No movimentadíssimo Aeroporto de Hong Kong, ocupado durante dois dias em agosto por manifestantes que paralisaram pousos e decolagens, o protesto começa a perder força e o saguão está se esvaziando. Um jovem puxa o celular, abre o aplicativo Telegram e, sem se identificar, cria um grupo de adesão aberta com a pergunta: “Para onde vamos agora?”. Imediatamente, pipocam novos membros e um deles sugere: “Para a bolsa de valores”. Pronto: nasce então mais uma das mobilizações que se espalham há dois meses pela cidade, promovidas por moradores empenhados em derrubar o governo pró-China e exigir eleições livres. A 7 000 quilômetros dali, em Moscou, em todos os fins de semana desde o início de julho as ruas são palco de protestos convocados via aplicativo e plataformas de chats, pedindo que seja revertida a cassação da candidatura de ao menos dezenove oposicionistas nas eleições municipais de 8 de setembro. Nos dois casos, a revolta popular não tem liderança definida, nem sede oficial, nem agenda predeterminada de pontos de aglomeração — tudo acontece de repente, de surpresa, no estilo das flash mobs de grupos que dançam e cantam, só que de modo bem menos festivo. “Graças à descentralização do poder de comunicação, hoje é muito fácil fazer uma manifestação. Não há necessidade de uma organização central”, explicou a VEJA Yascha Mounk, cientista político da Universidade Harvard.
Protestos espontâneos, capazes de mobilizar muita gente, sempre aconteceram. Foi essa a mecânica que, por exemplo, impulsionou os franceses a promover as grandes e ruidosas manifestações de maio de 1968 em Paris. A chegada da internet facilitou tremendamente o boca a boca que faz gente que não se conhece sair de casa e se reunir em um mesmo local. Em 2004, na Espanha, centenas de milhares de pessoas tomaram as praças e avenidas de Madri em um gigantesco protesto contra atentados terroristas que causaram 199 mortes, atendendo a convocações via SMS, o serviço de mensagens da época. As redes sociais serviram de motor para a Primavera Árabe, a partir de 2010, levando milhares às praças das capitais do Norte da África para pedir o fim de governos repressivos encastelados há décadas no poder. O que a mobilização via aplicativo tem agora de diferente é a menor amplitude de objetivos. Saem “democracia” e “direitos humanos”, entram exigências não menos justificadas, mas bem mais imediatistas e locais. Daí vem seu poder instantâneo de atração. “As mesmas redes sociais trazem essa realidade para a geopolítica global”, aponta Mounk.
Em pleno verão, Moscou ferve com as passeatas que começam na frente do Kremlin e seguem pelas avenidas.

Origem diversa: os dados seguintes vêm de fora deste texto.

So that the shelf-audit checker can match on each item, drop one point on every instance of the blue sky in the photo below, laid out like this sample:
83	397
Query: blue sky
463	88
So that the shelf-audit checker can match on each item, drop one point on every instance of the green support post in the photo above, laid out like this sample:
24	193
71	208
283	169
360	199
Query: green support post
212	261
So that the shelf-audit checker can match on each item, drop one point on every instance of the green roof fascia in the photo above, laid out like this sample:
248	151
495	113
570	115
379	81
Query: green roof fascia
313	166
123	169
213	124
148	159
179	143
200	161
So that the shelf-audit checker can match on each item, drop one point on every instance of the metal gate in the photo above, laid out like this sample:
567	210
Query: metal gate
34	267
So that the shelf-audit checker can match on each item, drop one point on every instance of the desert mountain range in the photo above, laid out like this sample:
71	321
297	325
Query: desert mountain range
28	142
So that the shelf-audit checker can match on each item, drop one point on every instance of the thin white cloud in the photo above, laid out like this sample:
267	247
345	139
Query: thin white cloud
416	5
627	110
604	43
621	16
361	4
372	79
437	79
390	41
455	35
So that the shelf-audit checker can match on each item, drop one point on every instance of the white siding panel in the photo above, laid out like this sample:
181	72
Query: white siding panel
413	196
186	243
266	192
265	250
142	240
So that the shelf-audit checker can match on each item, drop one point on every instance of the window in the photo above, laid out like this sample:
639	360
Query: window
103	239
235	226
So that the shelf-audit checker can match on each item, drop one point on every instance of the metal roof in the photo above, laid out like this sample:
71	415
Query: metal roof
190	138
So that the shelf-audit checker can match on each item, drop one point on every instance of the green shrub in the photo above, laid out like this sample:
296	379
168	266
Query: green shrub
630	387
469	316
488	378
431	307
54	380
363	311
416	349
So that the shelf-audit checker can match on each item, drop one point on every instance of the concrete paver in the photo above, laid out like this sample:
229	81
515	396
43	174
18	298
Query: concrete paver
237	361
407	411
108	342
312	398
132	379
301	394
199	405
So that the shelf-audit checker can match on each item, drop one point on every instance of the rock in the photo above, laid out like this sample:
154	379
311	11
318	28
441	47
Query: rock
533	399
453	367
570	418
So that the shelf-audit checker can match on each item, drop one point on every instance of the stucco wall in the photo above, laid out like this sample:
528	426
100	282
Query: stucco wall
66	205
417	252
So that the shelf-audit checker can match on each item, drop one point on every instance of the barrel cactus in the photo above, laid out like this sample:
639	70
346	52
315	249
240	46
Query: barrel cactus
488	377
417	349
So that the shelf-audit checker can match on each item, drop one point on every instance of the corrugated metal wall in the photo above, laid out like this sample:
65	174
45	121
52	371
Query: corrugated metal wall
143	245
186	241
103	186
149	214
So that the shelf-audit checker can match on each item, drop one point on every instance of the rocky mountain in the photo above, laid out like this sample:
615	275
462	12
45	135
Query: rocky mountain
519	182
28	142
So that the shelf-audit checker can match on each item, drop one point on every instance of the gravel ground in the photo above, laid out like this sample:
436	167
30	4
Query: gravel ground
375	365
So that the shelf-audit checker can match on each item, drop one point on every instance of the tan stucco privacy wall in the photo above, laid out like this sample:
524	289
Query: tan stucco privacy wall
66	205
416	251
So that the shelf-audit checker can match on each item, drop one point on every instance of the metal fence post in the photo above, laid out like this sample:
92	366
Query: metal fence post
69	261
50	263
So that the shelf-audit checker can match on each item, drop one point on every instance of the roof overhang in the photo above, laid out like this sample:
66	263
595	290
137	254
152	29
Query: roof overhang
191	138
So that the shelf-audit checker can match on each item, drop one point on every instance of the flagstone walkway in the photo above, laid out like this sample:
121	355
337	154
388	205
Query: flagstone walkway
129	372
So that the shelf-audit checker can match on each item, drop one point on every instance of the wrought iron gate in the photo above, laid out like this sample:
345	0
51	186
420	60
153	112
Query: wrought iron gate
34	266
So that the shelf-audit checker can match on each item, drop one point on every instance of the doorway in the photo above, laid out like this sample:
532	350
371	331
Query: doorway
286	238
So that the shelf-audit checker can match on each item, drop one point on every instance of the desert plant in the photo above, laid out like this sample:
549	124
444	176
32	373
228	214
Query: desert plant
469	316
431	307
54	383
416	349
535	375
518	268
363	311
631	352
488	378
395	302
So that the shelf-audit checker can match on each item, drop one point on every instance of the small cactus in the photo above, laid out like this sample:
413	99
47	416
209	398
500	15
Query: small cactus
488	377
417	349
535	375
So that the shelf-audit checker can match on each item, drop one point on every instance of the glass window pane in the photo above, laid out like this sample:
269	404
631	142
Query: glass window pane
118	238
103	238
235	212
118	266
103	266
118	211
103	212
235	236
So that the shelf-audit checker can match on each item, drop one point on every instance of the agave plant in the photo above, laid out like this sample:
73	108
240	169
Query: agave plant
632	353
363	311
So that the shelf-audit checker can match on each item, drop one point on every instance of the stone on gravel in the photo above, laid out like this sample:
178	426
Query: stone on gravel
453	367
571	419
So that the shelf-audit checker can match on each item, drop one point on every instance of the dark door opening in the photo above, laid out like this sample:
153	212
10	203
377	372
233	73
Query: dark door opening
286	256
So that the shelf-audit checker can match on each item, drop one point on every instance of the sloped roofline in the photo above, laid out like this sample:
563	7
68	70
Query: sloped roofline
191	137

Até o sábado 24 a polícia já havia detido mais de 2 400 manifestantes, com requintes de agressão devidamente gravados e divulgados pelo mundo. Quando as autoridades puseram na cadeia, em julho, o principal líder da oposição, Alexei Navalny, tinham a expectativa de que o movimento enfraquecesse. Pelo contrário, ele só cresceu, atingindo o ápice no sábado 10, dia em que 50 000 pessoas atenderam ao chamado dos aplicativos e redes sociais — o maior ato de protesto na Rússia desde 2012. Mas nada nos últimos tempos se compara, em tamanho, às aglomerações diárias em Hong Kong, que já chegaram a reunir milhões. Mais de 800 prisões não afetaram a disposição da população de ir às ruas. Falando a VEJA, Joshua Wong, estudante de 22 anos que serve de porta-voz (há vários) dos protestos, ressalta que as pessoas estão unidas porque a demanda é simples: “Queremos eleições livres”.
O ponto fraco do protesto tipo flash mob é o risco de que o movimento, na ausência de líderes que mantenham a chama acesa, vá perdendo apoio até morrer. “A falta de uma estratégia organizada pode ser uma desvantagem”, diz Mounk. É justamente pelo cansaço que Vladimir Putin, na Rússia, e Xi Jinping, na China continental, esperam vencer os jovens que gritam nas ruas. Mesmo com os manifestantes de Hong Kong seguindo disciplinadamente os três princípios básicos da sua mobilização — não atribuir culpas, não se dividir e não dedurar —, a ocupação do aeroporto provocou um racha entre os que eram favoráveis a que se pedisse perdão à população pelo incômodo causado e os que insistiam que esse gesto cabia ao governo. A questão foi superada e os protestos continuam. Até quando, ninguém se arrisca a prever.